“If you give a man a fish he is hungry again in an hour. If you teach him to catch a fish you do *him* a good turn. But, if instead you convince him that catching fish is far too complicated a business for a neophyte like himself and he’d be better off forgetting all about fish catching and just damn well pay you to do it for him, then you have done *yourself* a good turn.” — Anne “Astrostatistics” Thackeray

This famous quotation sprang to mind upon (re-)reading Ned Taylor’s paper on Bayesian modelling of the red/blue galaxy bimodality on astro ph today. Although I’d seen a near-identical early draft of this manuscript a couple of years ago I was stuck (again) by the sheer degree of obfuscation in the presentation of a truly simple hierarchical modelling problem: a generative model that could be written in a paragraph of hierarchical notation, directly transcribable into JAGS or STAN, is instead built up piece-by-unnecessariy-confusing-and-slightly-“patrician”-piece in a six page appendix plus great discussions in the main body (btw. these are two column small font pages). My impression is that a lot of astro-statisticians are working this angle to carve out a niche for themselves and create demand where it barely existed before; unflattering comparisons to nutritionists and life coaches spring to mind.

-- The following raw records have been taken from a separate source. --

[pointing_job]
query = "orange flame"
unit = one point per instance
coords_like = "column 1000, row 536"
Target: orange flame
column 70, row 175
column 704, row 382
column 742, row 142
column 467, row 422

Having said that, I haven’t had the time to thoroughly check out the proposed model and fitting procedure, but I’d be surprised if there was anything wrong with them; and the idea of using a Bayesian mixture model to quantify the red and blue sequence is an entirely sensible one.

(The only thing that caught my eye on first inspection was the very wooly statement that asymptotically AIC ~ BIC ~ DIC ~ -2 log-Bayes factor. Sure, if you consider an *order(1)* approximation.)

### Like this:

Like Loading...

*Related*

Is there a reference that could have replaced the appendix? “Our hierarchical modelling follows the methods and notation of ?”.

I’ve often wondered whether the goal of conference talks by certain theorists is simply to confuse, and thereby convince the observers not to attempt to model it themselves.

The best introductory references for hierarchical modelling are perhaps simply Gelman et al’s Bayesian Data Analysis ( http://www.stat.columbia.edu/~gelman/book/ ) and Carlin & Loius’ Bayesian Methods for Data Analysis ( http://www.amazon.co.uk/Bayesian-Methods-Analysis-Edition-Statistical/dp/1584886978 ); while for measurement error problems one can point to Richardson (1996) ( http://www.stat.fi/isi99/proceedings/arkisto/varasto/rich0235.pdf ) and Carroll et al. (1995) ( http://www.stat.tamu.edu/~carroll/eiv.SecondEdition/ ); and the general problem falls under the domain of “mixtures of regressions” in the specific case of a normal response variable, see Viele & Tong (2002) ( http://link.springer.com/article/10.1023%2FA%3A1020779827503#page-1 ) or Gruen & Leisch ( http://cran.r-project.org/web/packages/flexmix/vignettes/regression-examples.pdf ).

Hi Ewan! The problem i have faced is trying to convince coauthors that what i am doing is sensible. Also, i have to admit that it took me about 3 years to teach myself all of this, mostly via wikipedia. Definitely the worst possible way to do things, but that’s the way we do things anyway. I think that the comment that i’ve received that’s made me the happiest so far is: ‘it all seems so simple to me now.’

I have no doubt at all that i am still a rubbish statistician. But i am trying to raise the bar. And like i said in the paper, my hope is that that appendix is useful to people who are starting out from the average (very, very low) level of statistical literacy.

I mean, you have to recognise that one of the coauthors – who is very well respected in the field – admitted that he had only performed his first maximum likelihood fit earlier this year! Sadly, that is just the state of the field.